Exploring Bayesian Optimization#
Mining gold!#
Active learning#
Procedure for Active Learning
Choose and add the point with the highest uncertainty to the training set (by querying/labeling that point)
Train on the new training set
Go to #1 till convergence or budget elapsed
Bayesian optimization#
The core question in Bayesian Optimization: “Based on what we know so far, which point should we evaluate next?”
In Bayesian Optimization, we need to balance exploring uncertain regions, which might unexpectedly have high gold content, against focusing on regions we already know have higher gold content (a kind of exploitation).
Acquisition functions are heuristics for how desirable it is to evaluate a point, based on our present model.
This brings us to how Bayesian Optimization works. At every step, we determine what the best point to evaluate next is according to the acquisition function by optimizing it. We then update our model and repeat this process to determine the next point to evaluate.
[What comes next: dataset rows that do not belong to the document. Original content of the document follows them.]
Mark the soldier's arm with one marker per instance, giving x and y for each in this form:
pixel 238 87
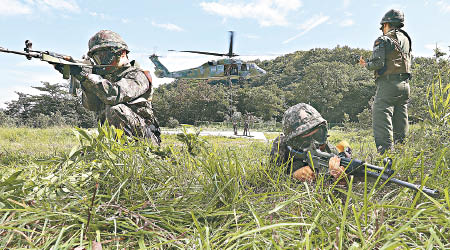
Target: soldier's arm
pixel 131 86
pixel 278 152
pixel 378 58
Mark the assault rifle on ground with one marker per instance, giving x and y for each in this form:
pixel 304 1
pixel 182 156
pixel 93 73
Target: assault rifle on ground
pixel 319 159
pixel 68 64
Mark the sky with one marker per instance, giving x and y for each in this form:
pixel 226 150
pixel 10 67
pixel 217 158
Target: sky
pixel 263 29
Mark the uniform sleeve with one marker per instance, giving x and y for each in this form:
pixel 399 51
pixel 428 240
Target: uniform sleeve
pixel 278 152
pixel 133 85
pixel 378 55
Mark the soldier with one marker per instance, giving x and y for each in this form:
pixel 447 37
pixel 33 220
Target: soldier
pixel 246 125
pixel 391 61
pixel 120 93
pixel 303 127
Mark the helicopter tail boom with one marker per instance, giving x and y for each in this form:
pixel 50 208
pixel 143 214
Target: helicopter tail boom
pixel 161 70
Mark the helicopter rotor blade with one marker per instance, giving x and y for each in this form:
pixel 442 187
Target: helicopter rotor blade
pixel 200 52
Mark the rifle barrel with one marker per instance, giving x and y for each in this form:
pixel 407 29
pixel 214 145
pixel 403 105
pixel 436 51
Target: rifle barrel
pixel 428 191
pixel 18 52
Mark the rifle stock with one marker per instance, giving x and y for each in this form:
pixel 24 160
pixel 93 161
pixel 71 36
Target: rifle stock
pixel 319 159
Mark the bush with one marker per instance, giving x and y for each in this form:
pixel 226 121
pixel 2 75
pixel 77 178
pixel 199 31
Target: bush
pixel 6 120
pixel 172 123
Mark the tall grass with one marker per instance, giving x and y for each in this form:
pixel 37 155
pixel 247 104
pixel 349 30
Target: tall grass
pixel 218 194
pixel 438 96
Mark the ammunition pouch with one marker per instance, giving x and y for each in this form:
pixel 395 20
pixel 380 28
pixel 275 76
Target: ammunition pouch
pixel 398 77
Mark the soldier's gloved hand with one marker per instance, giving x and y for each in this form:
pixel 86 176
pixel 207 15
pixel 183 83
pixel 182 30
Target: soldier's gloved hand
pixel 80 72
pixel 59 67
pixel 304 174
pixel 335 168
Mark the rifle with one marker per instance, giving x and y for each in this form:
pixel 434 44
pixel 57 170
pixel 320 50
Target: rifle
pixel 319 159
pixel 67 62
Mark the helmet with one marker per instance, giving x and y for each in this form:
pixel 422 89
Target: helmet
pixel 393 17
pixel 300 119
pixel 106 39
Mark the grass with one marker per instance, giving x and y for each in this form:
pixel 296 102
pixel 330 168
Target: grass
pixel 61 190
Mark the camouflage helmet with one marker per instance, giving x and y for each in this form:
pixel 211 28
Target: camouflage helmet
pixel 300 119
pixel 395 17
pixel 106 39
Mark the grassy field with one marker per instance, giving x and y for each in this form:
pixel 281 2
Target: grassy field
pixel 61 189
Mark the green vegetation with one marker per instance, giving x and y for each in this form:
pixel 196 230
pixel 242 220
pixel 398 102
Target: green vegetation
pixel 62 188
pixel 211 193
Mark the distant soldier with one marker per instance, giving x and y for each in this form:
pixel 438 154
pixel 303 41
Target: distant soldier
pixel 246 125
pixel 391 61
pixel 235 119
pixel 304 127
pixel 121 93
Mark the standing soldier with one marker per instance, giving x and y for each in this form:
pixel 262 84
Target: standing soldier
pixel 391 61
pixel 246 125
pixel 121 92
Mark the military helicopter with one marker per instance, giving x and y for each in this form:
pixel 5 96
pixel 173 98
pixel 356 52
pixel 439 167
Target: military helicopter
pixel 227 68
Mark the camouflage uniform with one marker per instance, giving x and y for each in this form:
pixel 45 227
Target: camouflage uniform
pixel 298 120
pixel 391 61
pixel 121 95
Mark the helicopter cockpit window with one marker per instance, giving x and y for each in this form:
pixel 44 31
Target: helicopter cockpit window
pixel 234 69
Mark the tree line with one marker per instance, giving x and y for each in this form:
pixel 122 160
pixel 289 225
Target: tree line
pixel 328 79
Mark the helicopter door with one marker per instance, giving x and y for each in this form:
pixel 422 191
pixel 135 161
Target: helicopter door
pixel 234 69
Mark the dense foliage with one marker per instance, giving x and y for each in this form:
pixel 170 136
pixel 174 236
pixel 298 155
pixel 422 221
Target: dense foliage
pixel 52 107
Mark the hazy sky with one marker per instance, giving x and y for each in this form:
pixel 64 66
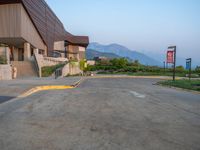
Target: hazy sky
pixel 142 25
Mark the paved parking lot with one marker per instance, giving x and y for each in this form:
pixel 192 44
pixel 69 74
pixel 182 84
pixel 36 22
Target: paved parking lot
pixel 103 114
pixel 13 88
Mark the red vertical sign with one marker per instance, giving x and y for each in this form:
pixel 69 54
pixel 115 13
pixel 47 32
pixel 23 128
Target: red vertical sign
pixel 170 56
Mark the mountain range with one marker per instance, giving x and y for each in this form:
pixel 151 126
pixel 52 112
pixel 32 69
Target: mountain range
pixel 116 51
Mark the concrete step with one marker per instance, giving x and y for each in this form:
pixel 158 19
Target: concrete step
pixel 24 69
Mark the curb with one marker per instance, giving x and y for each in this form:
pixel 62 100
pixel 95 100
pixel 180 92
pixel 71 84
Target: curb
pixel 179 89
pixel 49 87
pixel 135 77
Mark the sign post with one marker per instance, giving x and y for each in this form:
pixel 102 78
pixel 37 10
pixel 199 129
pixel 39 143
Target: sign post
pixel 189 66
pixel 171 58
pixel 164 67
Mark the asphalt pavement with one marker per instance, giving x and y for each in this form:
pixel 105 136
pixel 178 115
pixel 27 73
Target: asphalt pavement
pixel 103 114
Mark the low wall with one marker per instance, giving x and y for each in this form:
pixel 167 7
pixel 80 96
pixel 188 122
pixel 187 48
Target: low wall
pixel 5 72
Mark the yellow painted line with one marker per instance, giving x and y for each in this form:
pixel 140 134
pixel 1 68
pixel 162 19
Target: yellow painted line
pixel 50 87
pixel 45 88
pixel 136 77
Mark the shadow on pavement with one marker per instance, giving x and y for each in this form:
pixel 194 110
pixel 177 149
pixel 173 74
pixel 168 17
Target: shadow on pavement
pixel 4 99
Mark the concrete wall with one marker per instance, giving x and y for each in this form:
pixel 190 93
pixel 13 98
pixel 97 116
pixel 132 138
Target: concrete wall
pixel 5 72
pixel 15 23
pixel 59 46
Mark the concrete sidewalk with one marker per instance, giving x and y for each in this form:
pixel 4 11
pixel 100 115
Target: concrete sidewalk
pixel 14 88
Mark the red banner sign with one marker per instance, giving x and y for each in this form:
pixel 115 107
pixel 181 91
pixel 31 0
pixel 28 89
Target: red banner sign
pixel 170 56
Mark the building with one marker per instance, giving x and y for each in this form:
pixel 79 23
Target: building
pixel 30 26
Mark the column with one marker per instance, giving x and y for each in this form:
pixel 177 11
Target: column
pixel 27 51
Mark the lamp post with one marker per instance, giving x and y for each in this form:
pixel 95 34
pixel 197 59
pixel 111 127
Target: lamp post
pixel 174 61
pixel 164 67
pixel 65 45
pixel 189 66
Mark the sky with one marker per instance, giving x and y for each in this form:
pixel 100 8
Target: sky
pixel 148 26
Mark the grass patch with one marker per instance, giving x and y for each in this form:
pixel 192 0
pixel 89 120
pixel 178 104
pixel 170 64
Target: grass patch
pixel 184 84
pixel 49 70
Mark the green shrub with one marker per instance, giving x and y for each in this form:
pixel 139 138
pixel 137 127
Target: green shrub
pixel 49 70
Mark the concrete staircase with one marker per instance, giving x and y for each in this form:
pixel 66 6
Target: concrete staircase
pixel 25 69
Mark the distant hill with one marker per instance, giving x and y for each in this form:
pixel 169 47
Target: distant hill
pixel 90 54
pixel 123 51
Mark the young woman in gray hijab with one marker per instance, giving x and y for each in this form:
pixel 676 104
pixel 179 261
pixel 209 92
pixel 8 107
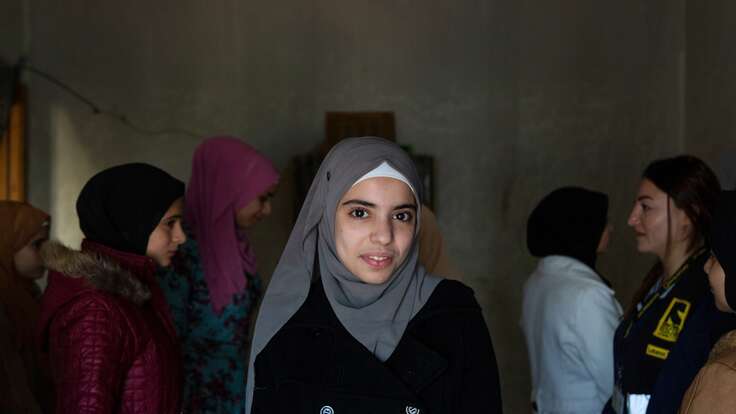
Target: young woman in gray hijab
pixel 351 323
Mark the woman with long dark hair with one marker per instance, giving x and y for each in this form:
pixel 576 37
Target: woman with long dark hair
pixel 670 326
pixel 714 389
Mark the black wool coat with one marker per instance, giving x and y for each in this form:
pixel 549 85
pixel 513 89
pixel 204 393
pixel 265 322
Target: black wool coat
pixel 443 364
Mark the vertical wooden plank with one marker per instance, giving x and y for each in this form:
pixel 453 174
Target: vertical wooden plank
pixel 17 151
pixel 4 166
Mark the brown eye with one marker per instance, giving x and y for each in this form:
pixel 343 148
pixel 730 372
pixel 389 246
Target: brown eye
pixel 404 216
pixel 359 213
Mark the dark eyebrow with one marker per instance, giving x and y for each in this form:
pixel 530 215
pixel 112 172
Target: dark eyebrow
pixel 174 217
pixel 359 202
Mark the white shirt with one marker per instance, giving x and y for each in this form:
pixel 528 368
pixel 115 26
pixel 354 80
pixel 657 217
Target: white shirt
pixel 569 317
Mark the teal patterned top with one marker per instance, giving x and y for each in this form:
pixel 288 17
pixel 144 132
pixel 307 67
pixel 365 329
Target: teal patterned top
pixel 214 347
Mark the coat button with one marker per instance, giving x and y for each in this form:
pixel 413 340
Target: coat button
pixel 412 410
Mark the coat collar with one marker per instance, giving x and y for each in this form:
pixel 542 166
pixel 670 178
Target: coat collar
pixel 99 267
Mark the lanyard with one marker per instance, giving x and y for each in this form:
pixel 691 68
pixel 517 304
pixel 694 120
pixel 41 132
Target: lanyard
pixel 664 289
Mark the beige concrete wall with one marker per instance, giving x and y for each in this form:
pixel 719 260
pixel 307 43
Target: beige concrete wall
pixel 512 98
pixel 711 86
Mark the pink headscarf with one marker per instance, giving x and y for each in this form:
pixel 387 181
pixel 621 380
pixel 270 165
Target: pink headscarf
pixel 227 174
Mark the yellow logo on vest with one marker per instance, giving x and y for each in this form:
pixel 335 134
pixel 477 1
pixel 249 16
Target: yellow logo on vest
pixel 657 352
pixel 672 321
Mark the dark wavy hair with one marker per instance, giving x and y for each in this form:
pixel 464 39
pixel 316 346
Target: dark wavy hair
pixel 694 188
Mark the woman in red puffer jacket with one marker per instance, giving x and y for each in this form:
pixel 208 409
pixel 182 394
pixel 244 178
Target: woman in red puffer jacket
pixel 104 322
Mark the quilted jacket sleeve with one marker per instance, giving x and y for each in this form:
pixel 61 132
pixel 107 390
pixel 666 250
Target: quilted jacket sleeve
pixel 87 344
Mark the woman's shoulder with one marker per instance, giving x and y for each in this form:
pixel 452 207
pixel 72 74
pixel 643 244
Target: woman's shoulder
pixel 724 351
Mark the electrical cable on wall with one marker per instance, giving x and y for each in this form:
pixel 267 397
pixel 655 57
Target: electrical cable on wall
pixel 96 109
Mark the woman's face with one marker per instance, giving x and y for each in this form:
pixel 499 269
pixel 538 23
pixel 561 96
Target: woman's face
pixel 27 261
pixel 167 236
pixel 256 210
pixel 648 218
pixel 374 228
pixel 717 280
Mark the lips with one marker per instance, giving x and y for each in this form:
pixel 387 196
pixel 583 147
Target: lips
pixel 378 261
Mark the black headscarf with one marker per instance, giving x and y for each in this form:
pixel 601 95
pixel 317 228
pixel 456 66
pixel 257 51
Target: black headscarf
pixel 121 206
pixel 569 222
pixel 723 241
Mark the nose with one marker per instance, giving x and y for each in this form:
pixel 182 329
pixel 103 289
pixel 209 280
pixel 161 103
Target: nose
pixel 633 217
pixel 266 210
pixel 383 232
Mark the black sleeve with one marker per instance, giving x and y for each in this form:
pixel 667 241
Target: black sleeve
pixel 480 387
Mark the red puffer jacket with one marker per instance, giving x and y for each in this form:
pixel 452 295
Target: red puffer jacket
pixel 108 333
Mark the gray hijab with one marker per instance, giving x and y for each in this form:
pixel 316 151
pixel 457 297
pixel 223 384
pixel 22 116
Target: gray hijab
pixel 375 315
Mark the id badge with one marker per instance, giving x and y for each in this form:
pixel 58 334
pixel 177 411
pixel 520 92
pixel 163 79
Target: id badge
pixel 618 401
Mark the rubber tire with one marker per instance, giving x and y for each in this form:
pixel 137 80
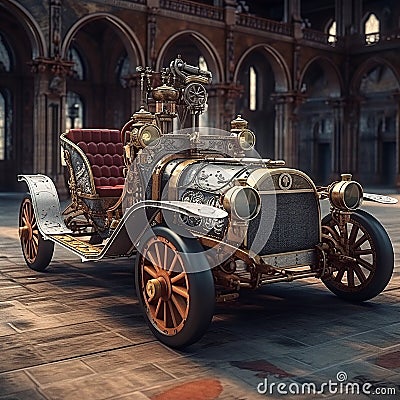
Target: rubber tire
pixel 45 247
pixel 202 291
pixel 384 259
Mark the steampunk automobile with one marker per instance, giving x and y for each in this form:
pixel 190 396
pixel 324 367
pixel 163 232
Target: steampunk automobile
pixel 202 214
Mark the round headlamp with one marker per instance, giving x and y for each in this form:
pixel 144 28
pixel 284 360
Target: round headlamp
pixel 243 202
pixel 148 135
pixel 247 139
pixel 346 195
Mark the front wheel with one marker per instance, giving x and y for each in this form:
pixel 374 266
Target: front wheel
pixel 37 251
pixel 177 301
pixel 361 257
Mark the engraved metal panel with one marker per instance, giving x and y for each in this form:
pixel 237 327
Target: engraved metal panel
pixel 45 204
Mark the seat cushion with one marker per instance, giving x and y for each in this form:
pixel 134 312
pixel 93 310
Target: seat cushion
pixel 104 152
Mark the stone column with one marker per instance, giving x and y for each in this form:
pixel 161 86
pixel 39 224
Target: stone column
pixel 339 149
pixel 397 99
pixel 286 126
pixel 224 96
pixel 351 120
pixel 152 6
pixel 49 115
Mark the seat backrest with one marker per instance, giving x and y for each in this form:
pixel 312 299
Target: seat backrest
pixel 104 150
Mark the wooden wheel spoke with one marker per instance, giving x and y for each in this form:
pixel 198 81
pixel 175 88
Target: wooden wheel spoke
pixel 178 277
pixel 364 252
pixel 360 241
pixel 165 261
pixel 165 317
pixel 181 309
pixel 339 275
pixel 158 307
pixel 360 274
pixel 353 233
pixel 365 264
pixel 181 291
pixel 174 260
pixel 35 239
pixel 150 271
pixel 151 259
pixel 158 255
pixel 350 277
pixel 172 313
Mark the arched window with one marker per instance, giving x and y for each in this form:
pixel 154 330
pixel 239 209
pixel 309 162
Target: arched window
pixel 123 70
pixel 5 122
pixel 74 111
pixel 79 70
pixel 371 28
pixel 203 64
pixel 252 89
pixel 332 32
pixel 5 56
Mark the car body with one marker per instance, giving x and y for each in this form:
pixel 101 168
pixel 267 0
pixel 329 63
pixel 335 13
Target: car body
pixel 204 216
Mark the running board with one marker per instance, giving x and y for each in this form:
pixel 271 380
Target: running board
pixel 125 238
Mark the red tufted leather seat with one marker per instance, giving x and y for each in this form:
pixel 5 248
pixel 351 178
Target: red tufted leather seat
pixel 104 150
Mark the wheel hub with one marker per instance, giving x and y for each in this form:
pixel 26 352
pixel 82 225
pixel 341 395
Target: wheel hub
pixel 156 288
pixel 25 232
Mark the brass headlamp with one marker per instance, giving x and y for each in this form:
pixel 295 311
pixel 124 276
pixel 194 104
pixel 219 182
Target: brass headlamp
pixel 346 195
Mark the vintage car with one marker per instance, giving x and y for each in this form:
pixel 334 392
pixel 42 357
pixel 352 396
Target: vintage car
pixel 203 216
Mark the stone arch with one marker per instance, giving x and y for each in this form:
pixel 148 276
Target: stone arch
pixel 101 91
pixel 329 83
pixel 262 73
pixel 32 29
pixel 128 37
pixel 203 44
pixel 376 85
pixel 279 67
pixel 366 67
pixel 320 119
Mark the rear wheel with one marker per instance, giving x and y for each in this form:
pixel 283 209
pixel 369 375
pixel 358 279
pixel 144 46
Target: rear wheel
pixel 361 256
pixel 177 302
pixel 37 251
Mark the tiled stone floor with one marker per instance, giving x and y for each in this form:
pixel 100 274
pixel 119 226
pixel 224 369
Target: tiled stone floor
pixel 76 332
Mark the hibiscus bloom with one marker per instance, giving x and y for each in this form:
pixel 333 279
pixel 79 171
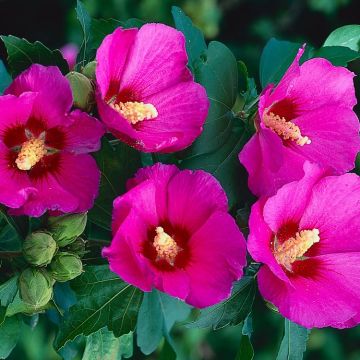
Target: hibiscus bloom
pixel 307 236
pixel 172 232
pixel 44 163
pixel 146 95
pixel 308 115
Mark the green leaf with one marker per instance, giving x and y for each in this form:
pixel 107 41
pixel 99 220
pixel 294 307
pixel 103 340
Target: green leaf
pixel 275 59
pixel 5 78
pixel 348 36
pixel 10 239
pixel 158 313
pixel 117 164
pixel 246 350
pixel 232 311
pixel 337 55
pixel 293 343
pixel 9 335
pixel 22 54
pixel 8 291
pixel 85 22
pixel 103 300
pixel 103 345
pixel 195 42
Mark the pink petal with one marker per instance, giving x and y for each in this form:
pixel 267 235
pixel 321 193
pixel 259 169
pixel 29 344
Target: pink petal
pixel 331 129
pixel 54 93
pixel 123 253
pixel 83 133
pixel 157 60
pixel 207 196
pixel 334 210
pixel 218 255
pixel 111 57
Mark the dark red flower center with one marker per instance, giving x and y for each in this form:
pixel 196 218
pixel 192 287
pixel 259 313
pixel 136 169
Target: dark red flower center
pixel 167 247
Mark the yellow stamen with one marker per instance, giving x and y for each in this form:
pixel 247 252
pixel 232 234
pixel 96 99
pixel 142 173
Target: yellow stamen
pixel 295 247
pixel 286 129
pixel 166 247
pixel 134 111
pixel 31 152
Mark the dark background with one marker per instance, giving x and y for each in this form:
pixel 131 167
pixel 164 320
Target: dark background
pixel 245 26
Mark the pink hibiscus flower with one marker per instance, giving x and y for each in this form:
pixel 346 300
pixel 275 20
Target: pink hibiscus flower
pixel 308 115
pixel 146 95
pixel 172 232
pixel 307 236
pixel 44 163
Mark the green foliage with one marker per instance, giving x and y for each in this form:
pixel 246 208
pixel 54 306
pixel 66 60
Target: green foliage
pixel 85 22
pixel 293 343
pixel 10 240
pixel 103 300
pixel 22 54
pixel 5 78
pixel 195 42
pixel 158 313
pixel 232 311
pixel 348 36
pixel 117 163
pixel 103 345
pixel 66 229
pixel 9 335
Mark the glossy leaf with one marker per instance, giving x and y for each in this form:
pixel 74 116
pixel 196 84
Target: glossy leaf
pixel 103 345
pixel 195 42
pixel 232 311
pixel 117 164
pixel 9 335
pixel 348 36
pixel 294 341
pixel 103 300
pixel 158 313
pixel 22 54
pixel 5 78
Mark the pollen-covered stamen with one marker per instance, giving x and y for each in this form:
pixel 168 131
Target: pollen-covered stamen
pixel 134 111
pixel 165 246
pixel 295 247
pixel 31 152
pixel 286 129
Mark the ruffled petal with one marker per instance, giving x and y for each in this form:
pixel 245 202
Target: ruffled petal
pixel 331 129
pixel 334 210
pixel 111 58
pixel 207 196
pixel 83 133
pixel 215 264
pixel 157 61
pixel 54 98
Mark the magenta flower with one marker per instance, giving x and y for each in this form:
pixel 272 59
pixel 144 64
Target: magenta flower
pixel 70 52
pixel 307 236
pixel 44 163
pixel 308 115
pixel 147 96
pixel 172 232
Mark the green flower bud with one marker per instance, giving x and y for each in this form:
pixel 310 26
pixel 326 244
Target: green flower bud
pixel 66 229
pixel 78 247
pixel 89 70
pixel 36 287
pixel 65 267
pixel 39 248
pixel 82 90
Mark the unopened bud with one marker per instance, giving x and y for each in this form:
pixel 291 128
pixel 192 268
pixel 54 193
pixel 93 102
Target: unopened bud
pixel 82 90
pixel 39 249
pixel 65 266
pixel 36 287
pixel 66 229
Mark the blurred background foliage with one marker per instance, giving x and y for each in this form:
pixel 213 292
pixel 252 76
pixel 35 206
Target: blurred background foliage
pixel 245 26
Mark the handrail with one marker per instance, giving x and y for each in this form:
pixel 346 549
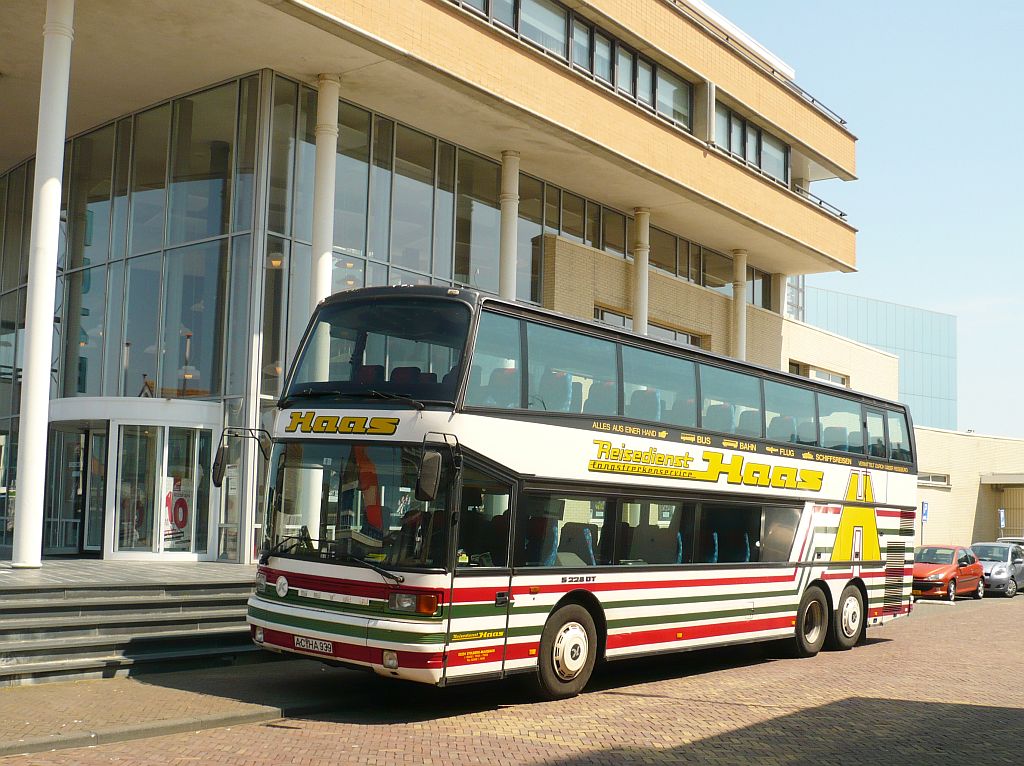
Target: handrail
pixel 686 11
pixel 809 196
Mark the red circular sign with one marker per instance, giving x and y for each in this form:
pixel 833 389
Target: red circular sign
pixel 179 514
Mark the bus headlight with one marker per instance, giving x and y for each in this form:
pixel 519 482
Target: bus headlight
pixel 417 603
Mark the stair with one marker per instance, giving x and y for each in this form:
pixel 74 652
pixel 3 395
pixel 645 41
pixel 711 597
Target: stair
pixel 59 632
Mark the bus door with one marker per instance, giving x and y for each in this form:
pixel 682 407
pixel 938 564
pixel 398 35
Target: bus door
pixel 481 586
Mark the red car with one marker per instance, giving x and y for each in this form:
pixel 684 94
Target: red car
pixel 947 570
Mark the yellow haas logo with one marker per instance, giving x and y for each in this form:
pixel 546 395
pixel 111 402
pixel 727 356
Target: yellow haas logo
pixel 735 469
pixel 310 422
pixel 857 536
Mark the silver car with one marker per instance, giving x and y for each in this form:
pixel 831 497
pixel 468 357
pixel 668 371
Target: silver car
pixel 1004 564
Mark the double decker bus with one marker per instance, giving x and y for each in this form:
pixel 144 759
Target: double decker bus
pixel 463 487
To solve this problem, we will follow the following algorithm:
We first choose a surrogate model for modeling the true function f and define its prior.
Given the set of observations (function evaluations), use Bayes rule to obtain the posterior.
Use an acquisition function \(\alpha(x)\), which is a function of the posterior, to decide the next sample point \(x_t = \text{argmax}_x \alpha(x)\).
Add newly sampled data to the set of observations and goto step #2 till convergence or budget elapses.
Acquisition Functions#
Acquisition functions are crucial to Bayesian Optimization, and there are a wide variety of options:
Probability of improvement (PI)
\[ x_{t+1}=argmax(α_{PI} (x))=argmax(P(f(x)≥(f(x^+)+ϵ))) \]Where,
\(P(\cdot)\) Indicate probability
\(\epsilon\) is a small positive number
And, \(x^+ = \text{argmax}_{x_i\in x_{1:t}}f(x_i)\) where \(x_i\) is the location queried at \(i^{th}\)time step.
PI uses \(\epsilon\) to strike a balance between exploration and exploitation. Increasing \(\epsilon\) results in querying locations with a larger \(\sigma\) as their probability density is spread.
with high exploration, the setting becomes similar to active learning.
Expected improvement (EI)
The idea is fairly simple — choose the next query point as the one which has the highest expected improvement over the current max \(f(x^+)\), where \(x^+ = \text{argmax}_{x_i \in x_{1:t}}f(x_i)\) and \(x_i\) is the location queried at \(i^{th}\) time step.
summaries of the core ideas associated with acquisition functions:
i) they are heuristics for evaluating the utility of a point;
ii) they are a function of the surrogate posterior;
iii) they combine exploration and exploitation; and
iv) they are inexpensive to evaluate.
Hyperparameter Tuning#
When training a model is not expensive and time-consuming, we can do a grid search to find the optimum hyperparameters. However, grid search is not feasible if function evaluations are costly, as in the case of a large neural network that takes days to train. Further, grid search scales poorly in terms of the number of hyperparameters.
We turn to Bayesian Optimization to counter the expensive nature of evaluating our black-box function (accuracy).